Nurse Who Came Out of Retirement to Teach Future Healthcare Workers Dies After Getting COVID

After nearly 40 years working as a nurse, Iris Meda retired in January, hoping to spend her newfound free time traveling with her husband and seeing her siblings and daughter. But when the COVID-19 pandemic struck in March, she decided to get back to work and train the next generation of nurses.

“She felt like if she could gain momentum by teaching some of those basics, we could contain any virus,” her daughter, Selene Meda-Schlamel, told The Washington Post. “She wanted to do something that would make a difference.”

Meda, 70, taught students nursing basics for several months at Collin College in Dallas, until October, when a student came into class with COVID-19 symptoms and likely infected her. After several weeks in the hospital with a severe case of the virus, Meda died on Nov. 14.

Meda, a high school dropout who earned her GED and a degree in nursing from the City College of New York in 1984, first started working as a nurse at Rikers Island Correctional Facility in New York City. She moved to Texas and spend most of her career working in the state, and by time she retired in January, she had been a nursing clinic administrator with the North Texas Job Corps.

When the pandemic hit, Meda knew that her plans to travel would have to be put on hold, especially because her age put her at a high-risk for severe illness. But after a month at home, she wanted to help in some way and decided to apply at Collins, where she would teach high school juniors and seniors who wanted to become nurses. The classes would be in-person, but masked, and Meda felt it was worth the risk.

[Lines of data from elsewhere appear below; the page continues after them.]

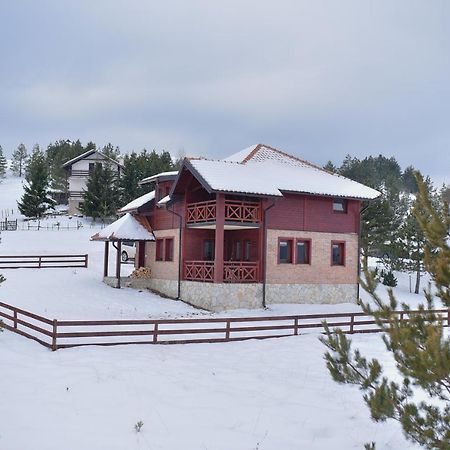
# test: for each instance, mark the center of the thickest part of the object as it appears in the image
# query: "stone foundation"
(225, 296)
(311, 293)
(222, 296)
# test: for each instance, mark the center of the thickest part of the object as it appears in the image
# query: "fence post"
(228, 330)
(54, 334)
(352, 322)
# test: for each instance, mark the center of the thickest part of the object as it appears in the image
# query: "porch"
(233, 271)
(236, 214)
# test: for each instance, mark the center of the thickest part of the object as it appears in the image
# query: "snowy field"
(253, 395)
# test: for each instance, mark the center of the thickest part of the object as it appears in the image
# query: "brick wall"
(165, 270)
(320, 270)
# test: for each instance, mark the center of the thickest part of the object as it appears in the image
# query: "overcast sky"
(318, 79)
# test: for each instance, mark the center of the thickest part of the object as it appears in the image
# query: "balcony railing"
(233, 271)
(235, 211)
(199, 270)
(240, 272)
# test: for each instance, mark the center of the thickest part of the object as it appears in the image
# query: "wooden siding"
(310, 213)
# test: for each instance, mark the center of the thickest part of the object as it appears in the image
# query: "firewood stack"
(142, 272)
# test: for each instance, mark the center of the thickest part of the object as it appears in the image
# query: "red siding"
(308, 213)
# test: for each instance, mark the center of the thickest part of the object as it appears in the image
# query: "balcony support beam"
(220, 237)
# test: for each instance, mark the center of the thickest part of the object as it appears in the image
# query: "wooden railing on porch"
(233, 271)
(240, 272)
(199, 270)
(235, 211)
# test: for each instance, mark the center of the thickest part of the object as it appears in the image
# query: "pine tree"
(19, 160)
(36, 199)
(419, 395)
(101, 197)
(3, 164)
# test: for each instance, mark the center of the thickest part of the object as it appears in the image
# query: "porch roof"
(127, 228)
(138, 202)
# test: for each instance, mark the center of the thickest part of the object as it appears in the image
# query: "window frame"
(291, 241)
(308, 243)
(342, 244)
(169, 256)
(159, 249)
(344, 203)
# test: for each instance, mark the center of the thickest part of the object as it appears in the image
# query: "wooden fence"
(56, 334)
(42, 261)
(8, 225)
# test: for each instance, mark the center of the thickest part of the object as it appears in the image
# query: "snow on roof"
(164, 200)
(138, 202)
(171, 174)
(125, 228)
(272, 177)
(86, 154)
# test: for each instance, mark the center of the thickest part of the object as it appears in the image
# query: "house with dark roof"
(256, 228)
(77, 172)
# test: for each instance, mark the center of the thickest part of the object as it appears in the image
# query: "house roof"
(266, 171)
(89, 153)
(138, 202)
(163, 176)
(125, 228)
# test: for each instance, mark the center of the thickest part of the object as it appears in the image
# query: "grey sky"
(316, 78)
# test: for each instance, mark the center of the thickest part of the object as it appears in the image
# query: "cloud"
(320, 79)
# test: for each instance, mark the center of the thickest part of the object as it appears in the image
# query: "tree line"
(389, 229)
(105, 191)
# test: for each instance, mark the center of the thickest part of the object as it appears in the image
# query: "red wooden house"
(258, 227)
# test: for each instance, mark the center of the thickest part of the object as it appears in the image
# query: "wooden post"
(118, 262)
(54, 333)
(106, 260)
(220, 235)
(228, 330)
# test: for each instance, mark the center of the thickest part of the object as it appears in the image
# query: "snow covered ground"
(253, 395)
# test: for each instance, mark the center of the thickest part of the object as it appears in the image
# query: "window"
(159, 249)
(237, 251)
(337, 253)
(168, 249)
(208, 250)
(285, 251)
(339, 205)
(303, 254)
(247, 250)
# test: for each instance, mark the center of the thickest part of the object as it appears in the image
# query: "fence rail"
(8, 225)
(58, 334)
(42, 261)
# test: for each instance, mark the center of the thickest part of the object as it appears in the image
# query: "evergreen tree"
(101, 198)
(36, 199)
(3, 164)
(19, 160)
(419, 395)
(57, 154)
(111, 152)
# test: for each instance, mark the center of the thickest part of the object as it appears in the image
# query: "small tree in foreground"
(36, 199)
(420, 401)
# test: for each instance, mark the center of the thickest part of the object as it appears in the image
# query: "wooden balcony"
(236, 212)
(233, 271)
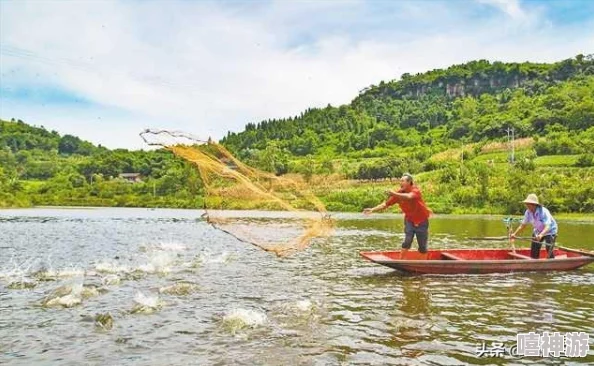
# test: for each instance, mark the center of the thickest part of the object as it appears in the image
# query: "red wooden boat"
(475, 261)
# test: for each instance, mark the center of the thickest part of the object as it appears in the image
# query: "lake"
(177, 291)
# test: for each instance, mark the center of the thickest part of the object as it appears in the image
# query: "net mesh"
(230, 185)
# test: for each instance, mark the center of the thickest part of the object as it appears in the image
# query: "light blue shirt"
(539, 219)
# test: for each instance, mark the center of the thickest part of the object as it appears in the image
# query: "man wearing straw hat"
(545, 226)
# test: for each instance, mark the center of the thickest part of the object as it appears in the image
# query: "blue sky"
(106, 70)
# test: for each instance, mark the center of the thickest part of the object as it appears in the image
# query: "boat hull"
(480, 261)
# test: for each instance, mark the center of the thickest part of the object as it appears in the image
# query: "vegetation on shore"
(449, 128)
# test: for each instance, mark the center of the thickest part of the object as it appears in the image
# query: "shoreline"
(563, 216)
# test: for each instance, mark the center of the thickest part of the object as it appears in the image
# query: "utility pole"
(511, 138)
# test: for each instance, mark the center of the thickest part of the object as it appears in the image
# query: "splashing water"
(67, 296)
(179, 289)
(159, 262)
(111, 279)
(111, 267)
(238, 319)
(146, 304)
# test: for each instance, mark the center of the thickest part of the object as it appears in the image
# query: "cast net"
(298, 218)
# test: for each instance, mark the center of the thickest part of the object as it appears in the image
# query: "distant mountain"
(470, 102)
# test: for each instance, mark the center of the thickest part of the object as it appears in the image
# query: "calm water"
(239, 305)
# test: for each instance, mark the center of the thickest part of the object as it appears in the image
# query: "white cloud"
(207, 68)
(510, 7)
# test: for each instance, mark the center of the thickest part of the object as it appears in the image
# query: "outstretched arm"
(402, 195)
(380, 207)
(518, 230)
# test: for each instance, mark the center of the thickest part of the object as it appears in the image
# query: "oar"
(494, 238)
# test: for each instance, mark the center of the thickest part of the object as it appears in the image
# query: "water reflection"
(324, 305)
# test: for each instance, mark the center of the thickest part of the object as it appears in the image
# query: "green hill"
(448, 127)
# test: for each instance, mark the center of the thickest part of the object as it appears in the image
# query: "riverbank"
(561, 216)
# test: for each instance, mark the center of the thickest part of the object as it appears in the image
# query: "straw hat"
(532, 198)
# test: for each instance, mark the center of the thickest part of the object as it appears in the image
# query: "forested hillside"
(451, 128)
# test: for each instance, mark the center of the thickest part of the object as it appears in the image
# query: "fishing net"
(229, 185)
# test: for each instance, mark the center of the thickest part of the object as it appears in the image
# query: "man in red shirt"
(416, 214)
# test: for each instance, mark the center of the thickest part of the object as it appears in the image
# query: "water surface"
(322, 306)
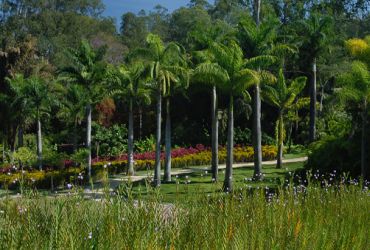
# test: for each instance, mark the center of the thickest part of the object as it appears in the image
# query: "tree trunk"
(20, 136)
(257, 11)
(313, 104)
(322, 100)
(257, 131)
(230, 147)
(289, 140)
(88, 139)
(4, 141)
(130, 158)
(140, 122)
(39, 144)
(214, 135)
(75, 137)
(363, 143)
(257, 134)
(157, 167)
(280, 140)
(167, 168)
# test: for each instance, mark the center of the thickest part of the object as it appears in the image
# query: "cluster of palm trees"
(231, 65)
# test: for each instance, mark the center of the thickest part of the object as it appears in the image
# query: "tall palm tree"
(88, 70)
(258, 43)
(35, 94)
(165, 66)
(178, 85)
(315, 39)
(201, 56)
(210, 73)
(234, 78)
(129, 83)
(73, 104)
(282, 96)
(355, 86)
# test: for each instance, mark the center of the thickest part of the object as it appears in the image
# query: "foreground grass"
(298, 218)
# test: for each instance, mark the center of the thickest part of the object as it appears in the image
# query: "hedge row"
(74, 175)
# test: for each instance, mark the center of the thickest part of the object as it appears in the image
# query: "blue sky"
(116, 8)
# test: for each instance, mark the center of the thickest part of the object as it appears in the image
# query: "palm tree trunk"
(140, 123)
(214, 135)
(130, 158)
(4, 141)
(75, 136)
(280, 141)
(167, 168)
(257, 134)
(289, 140)
(313, 103)
(257, 11)
(230, 147)
(363, 143)
(157, 167)
(88, 139)
(20, 136)
(39, 143)
(257, 131)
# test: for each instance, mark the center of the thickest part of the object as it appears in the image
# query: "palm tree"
(88, 70)
(178, 85)
(234, 78)
(165, 66)
(35, 94)
(211, 74)
(257, 40)
(282, 96)
(314, 30)
(129, 83)
(74, 100)
(355, 86)
(203, 41)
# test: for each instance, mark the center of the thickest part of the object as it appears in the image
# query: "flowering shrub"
(11, 177)
(185, 157)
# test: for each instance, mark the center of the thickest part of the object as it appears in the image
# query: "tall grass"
(297, 218)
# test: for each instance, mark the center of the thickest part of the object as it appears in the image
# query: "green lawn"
(187, 186)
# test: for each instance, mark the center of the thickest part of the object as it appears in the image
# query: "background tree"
(35, 94)
(130, 85)
(257, 41)
(73, 101)
(88, 70)
(164, 63)
(282, 96)
(236, 78)
(315, 31)
(355, 86)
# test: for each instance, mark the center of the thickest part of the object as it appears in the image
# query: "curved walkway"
(115, 181)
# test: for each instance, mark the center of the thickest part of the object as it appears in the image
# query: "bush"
(182, 158)
(109, 141)
(338, 154)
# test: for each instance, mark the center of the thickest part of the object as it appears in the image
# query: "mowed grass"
(200, 182)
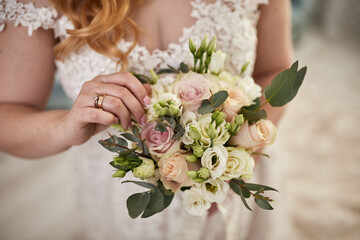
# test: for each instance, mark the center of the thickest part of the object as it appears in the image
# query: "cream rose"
(215, 160)
(238, 164)
(222, 135)
(173, 170)
(192, 88)
(159, 143)
(236, 100)
(255, 136)
(194, 202)
(215, 190)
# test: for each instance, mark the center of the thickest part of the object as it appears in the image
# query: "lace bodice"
(232, 21)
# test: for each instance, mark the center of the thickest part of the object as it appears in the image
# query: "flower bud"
(198, 151)
(173, 110)
(119, 173)
(211, 131)
(204, 173)
(192, 46)
(191, 158)
(191, 174)
(194, 133)
(239, 119)
(154, 76)
(204, 44)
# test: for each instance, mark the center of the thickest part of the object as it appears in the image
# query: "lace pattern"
(102, 199)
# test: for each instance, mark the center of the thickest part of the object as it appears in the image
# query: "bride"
(93, 44)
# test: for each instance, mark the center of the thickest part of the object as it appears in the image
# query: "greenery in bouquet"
(204, 125)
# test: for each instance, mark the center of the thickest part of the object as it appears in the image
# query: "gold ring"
(98, 100)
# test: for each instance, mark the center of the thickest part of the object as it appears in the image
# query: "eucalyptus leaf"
(137, 203)
(264, 204)
(219, 98)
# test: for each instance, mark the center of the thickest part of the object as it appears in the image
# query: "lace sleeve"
(27, 15)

“One of the reasons she wanted to be an educator, specifically in nursing at this time, the reason she came out of retirement to pursue it was because of the pandemic,” Meda-Schlamel, 47, told NBCDFW. “She wanted to train other frontline workers to help in this crisis.”

Meda bonded, in particular, with the students who needed more help.

“She would say how she could pick out the ones who were struggling and she would stay after with them and give them a helping hand because she had received so much encouragement in her life,” Meda-Schlamel said.

After two months teaching, a student came into class with COVID-19 symptoms, including sneezing, coughing and watery eyes. Though they were all masked, it was not possible to social distance for the lesson that day, Collin’s president, H. Neil Matkin, said in an email, according to Inside Higher Ed.

The student tested positive for COVID-19 on Oct. 9, and two days later Meda started showing symptoms. By Oct. 17, Meda needed to be hospitalized with severe COVID-19 illness.

At the hospital, Meda was given two antibodies transfusions and the antiviral drug remdesivir to treat the pneumonia that she developed.

“She was hopeful that she would get out of it because her last words were ‘I’m going to fight. I’m New York strong,’ ” Meda-Schlamel told the Post of her mom, who grew up in Harlem.

But on Oct. 28, Meda had to be intubated, and on Nov. 14, one month after she tested positive for COVID-19, she died of heart failure due to the virus.

“Just to see this amazing, vivacious woman… so willing to put her life on the line to help others so they could then help others, to see her languishing there. It was such a tragedy,” Meda-Schlamel told NBCDFW.

Meda’s church has set up a GoFundMe to help with her medical bills and to set up a scholarship fund in her name.

“For her, this was also a service to her country, being able to usher nursing assistants into the work field during a pandemic when they are most needed,” Meda-Schlamel told the Post. “I hope that students realize the compromise that their teachers are putting themselves in and recognize that they are themselves heroes.”